September 29, 2022

Speed Up Feature Engineering for Recommendation Systems

At Snap, we have a strong focus on user experience and have built many ML applications to surface the right content to our users. Historically, our engineers have spent a significant amount of time working with features. We’ve found that by automating the creation and consumption of a few common features types, we can simplify the majority of feature engineering work. This provides an opportunity for building a general-purpose feature platform that benefits many business critical ML use cases.

Follow Snap on LinkedIn!Back To Blog

Introduction

Every machine learning model needs input data for training and predictions. Feature engineering is the process of leveraging prior knowledge of the raw data and representing it in a manner that better facilitates learning. While deep learning advancements have largely removed the need for explicit feature engineering in computer vision and NLP, feature engineering remains a crucial component in recommendation systems.

We present Robusta: our in-house feature platform, built to streamline and accelerate ML iteration.

Feature Engineering Challenges at Snap

Extracting modeling signals had been a high friction activity for many Snap teams. Historically, teams solely relied on a forward-fill process that requires implementing and logging features in critical service components. Then, they wait for feature logs for weeks before training any model.

Over time, this process proved to be a major bottleneck:

ML engineers are generally not familiar with online serving components, touching them is risky. On the other hand, delegating to infrastructure engineers introduces coordination overhead.
The turnaround time to tell whether a feature is useful or not is extremely long.
Each team builds their own infrastructure with overlapping functionalities. While teams with more engineering resources can build more sophisticated systems, smaller teams don’t have easy access to more advanced features. Besides, it’s almost impossible to share features.
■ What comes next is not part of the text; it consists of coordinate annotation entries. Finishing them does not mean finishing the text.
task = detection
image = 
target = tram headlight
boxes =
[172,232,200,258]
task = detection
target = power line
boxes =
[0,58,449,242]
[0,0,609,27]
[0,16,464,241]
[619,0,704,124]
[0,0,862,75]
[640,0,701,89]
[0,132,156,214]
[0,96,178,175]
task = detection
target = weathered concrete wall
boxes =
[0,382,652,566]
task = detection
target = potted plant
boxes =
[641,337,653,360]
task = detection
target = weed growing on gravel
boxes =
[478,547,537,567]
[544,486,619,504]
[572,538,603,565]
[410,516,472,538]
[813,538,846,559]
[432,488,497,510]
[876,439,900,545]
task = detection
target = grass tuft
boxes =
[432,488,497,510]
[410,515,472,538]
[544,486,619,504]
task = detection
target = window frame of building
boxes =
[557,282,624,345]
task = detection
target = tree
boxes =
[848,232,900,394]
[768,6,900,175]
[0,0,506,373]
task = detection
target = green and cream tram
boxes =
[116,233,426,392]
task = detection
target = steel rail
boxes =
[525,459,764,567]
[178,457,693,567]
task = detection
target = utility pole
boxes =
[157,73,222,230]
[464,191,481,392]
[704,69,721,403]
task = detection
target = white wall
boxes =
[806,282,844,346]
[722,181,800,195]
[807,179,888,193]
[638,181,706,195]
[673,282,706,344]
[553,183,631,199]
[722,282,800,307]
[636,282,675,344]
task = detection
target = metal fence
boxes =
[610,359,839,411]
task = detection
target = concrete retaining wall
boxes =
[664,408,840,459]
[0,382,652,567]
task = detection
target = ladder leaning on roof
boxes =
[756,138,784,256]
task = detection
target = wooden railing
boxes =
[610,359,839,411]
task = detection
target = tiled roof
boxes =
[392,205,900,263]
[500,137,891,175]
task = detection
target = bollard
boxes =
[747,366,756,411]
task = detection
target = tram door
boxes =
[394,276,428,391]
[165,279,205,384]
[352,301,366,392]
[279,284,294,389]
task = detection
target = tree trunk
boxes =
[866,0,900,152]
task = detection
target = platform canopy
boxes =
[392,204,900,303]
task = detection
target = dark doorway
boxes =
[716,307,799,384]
It was under this context that we started to ask ourselves: can we make ML feature engineering easier?

Designing Robusta

The feature automation framework Robusta (named after a coffee bean) is our initial attempt to address the pain points. It focuses on associative and commutative aggregation features. These features are widely used in our ML applications, sometimes accounting for more than 80% of the signals in an ML model. The associative and commutative properties are very friendly to distributed systems and allow us to make convenient assumptions. In fact, many companies in the industry have similar systems, e.g. Airbnb Zipline [1] and Uber Palette [2]. We took great inspiration from them.

We have a clear picture of what Robusta should look like. Namely, we want a unified framework that allows ML engineers to easily define features using any engagement data they have access to and share between teams; features can be updated with near-realtime cadence; in addition to forward fill, we must support offline feature generation to unblock quick experimentation with features.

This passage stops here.